Today, all the auto showrooms but one are shuttered and no remnants of Record Row remain except Chess Studios, which is operated by a non-profit and is only open intermittingly for tours.
Gleichman said the district will incorporate both the automotive and music narratives and the live music component will feature a variety of music, not just blues.
Chicago Mayor Rahm Emanuel started the process by green-lighting a new $50 million L train stop adjacent to the site, Gleichman said.
At least five buildings will be used for live entertainment and restaurant venues as well as a hotel. A former Buick dealership will feature a 9,500-square-foot restaurant with a live entertainment stage and adjoining outdoor space. Running the restaurant is Grant DePorter, which runs the Harry Caray chain of steakhouses.

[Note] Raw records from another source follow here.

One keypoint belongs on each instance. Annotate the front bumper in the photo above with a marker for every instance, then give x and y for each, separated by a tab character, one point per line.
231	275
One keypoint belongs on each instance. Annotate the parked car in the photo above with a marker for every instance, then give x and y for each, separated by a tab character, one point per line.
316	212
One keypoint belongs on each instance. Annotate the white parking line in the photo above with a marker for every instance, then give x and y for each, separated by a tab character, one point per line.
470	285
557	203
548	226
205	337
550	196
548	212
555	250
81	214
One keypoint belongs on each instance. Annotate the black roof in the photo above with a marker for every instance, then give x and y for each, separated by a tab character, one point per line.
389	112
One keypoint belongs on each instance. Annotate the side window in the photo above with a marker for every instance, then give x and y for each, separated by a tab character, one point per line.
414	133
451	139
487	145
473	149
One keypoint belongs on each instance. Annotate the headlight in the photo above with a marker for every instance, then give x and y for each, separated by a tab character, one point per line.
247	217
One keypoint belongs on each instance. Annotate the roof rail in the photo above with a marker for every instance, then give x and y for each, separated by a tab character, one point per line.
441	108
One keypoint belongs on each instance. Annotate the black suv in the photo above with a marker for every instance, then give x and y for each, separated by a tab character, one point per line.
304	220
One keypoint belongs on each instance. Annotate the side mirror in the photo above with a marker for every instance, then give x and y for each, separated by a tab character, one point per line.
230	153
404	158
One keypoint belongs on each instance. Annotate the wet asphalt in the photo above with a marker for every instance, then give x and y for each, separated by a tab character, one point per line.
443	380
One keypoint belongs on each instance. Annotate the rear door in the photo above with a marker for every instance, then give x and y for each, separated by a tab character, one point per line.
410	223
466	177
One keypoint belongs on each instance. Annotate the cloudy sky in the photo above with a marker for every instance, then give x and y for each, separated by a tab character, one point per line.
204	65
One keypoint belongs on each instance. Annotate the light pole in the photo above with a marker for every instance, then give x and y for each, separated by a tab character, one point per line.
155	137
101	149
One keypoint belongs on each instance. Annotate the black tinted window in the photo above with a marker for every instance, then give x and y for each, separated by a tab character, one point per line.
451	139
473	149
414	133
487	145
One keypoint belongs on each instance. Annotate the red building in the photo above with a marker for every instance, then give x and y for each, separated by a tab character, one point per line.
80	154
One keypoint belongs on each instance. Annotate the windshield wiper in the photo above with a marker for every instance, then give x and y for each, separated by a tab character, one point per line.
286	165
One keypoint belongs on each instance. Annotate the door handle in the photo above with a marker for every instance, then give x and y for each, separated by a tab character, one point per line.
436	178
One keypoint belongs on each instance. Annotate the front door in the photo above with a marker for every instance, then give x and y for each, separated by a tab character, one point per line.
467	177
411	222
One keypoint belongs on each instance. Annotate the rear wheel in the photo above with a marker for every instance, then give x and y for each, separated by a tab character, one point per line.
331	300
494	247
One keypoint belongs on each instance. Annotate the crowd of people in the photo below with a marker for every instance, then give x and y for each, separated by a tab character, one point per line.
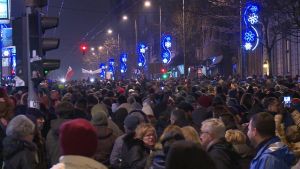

Partnering on the music end is Cheap Trick, the Midwest rock band that started its career in nearby Rockford, Illinois. The band will operate an Internet radio station from the building, which will also serve as a museum curating the band’s nearly 40-year history, including memorabilia and Rick Nielson’s vast collection of guitars.
The band plans to approach the venue with no limits, which means either establishing a regular residency or staging special events with special guests.
“Ultimately, if they could play there and not play anywhere else, that would be ideal,” said band manager Dave Frey. “It will be like their sandbox.”
Alderman Bob Fioretti sponsored an ordinance forcing all new development in the district to be commercial, not residential. The city also plans to widen sidewalks and make streetscapes friendlier for increased foot traffic and outdoor dining.
Fioretti said that despite the Cheap Trick connection, he hopes the district will incorporate the city’s deeper blues music past.
“It’s easy for the political folks to forget the history. We are the home of the blues and it’s something we need to revive,” he said.
The revival is a long time coming, say music historians who complain Chicago has done little to acknowledge the many blues, jazz and gospel greats who made their best work here.
“Chicago doesn’t really celebrate its musical heritage except for the lakefront festivals,” said Bruce Iglauer, president and founder of Alligator Records, the Chicago-based blues music label.
Iglauer said New Orleans, Nashville, Austin and Memphis have capitalized on their unique musical heritages to erect museums, statues, parks and business districts to cultivate a cultural identity that boosts tourism.
“There were visionaries in those cities who could see music as a tourist attraction. That never happened in Chicago. It would be wonderful if it invested in the image of Chicago as a music city on a national level,” he said.
Chicago blues star Buddy Guy said he has fond memories of getting his start at Chess soon after he moved to Chicago in 1957. He recalled the first time he saw the Rolling Stones, who came into the middle of one of his sessions.
“I had never saw white guys with hair that long. I said ‘what the hell is this?’ That was the Rolling Stones and they were trying to get started in Chicago,” Guy said.
Guy has called on the city to advocate for a blues museum that would honor the Southern musicians who created and popularized electrified blues in this city.
“Now they call Austin, Texas the live music capital of the world,” he said. “But it belongs here.”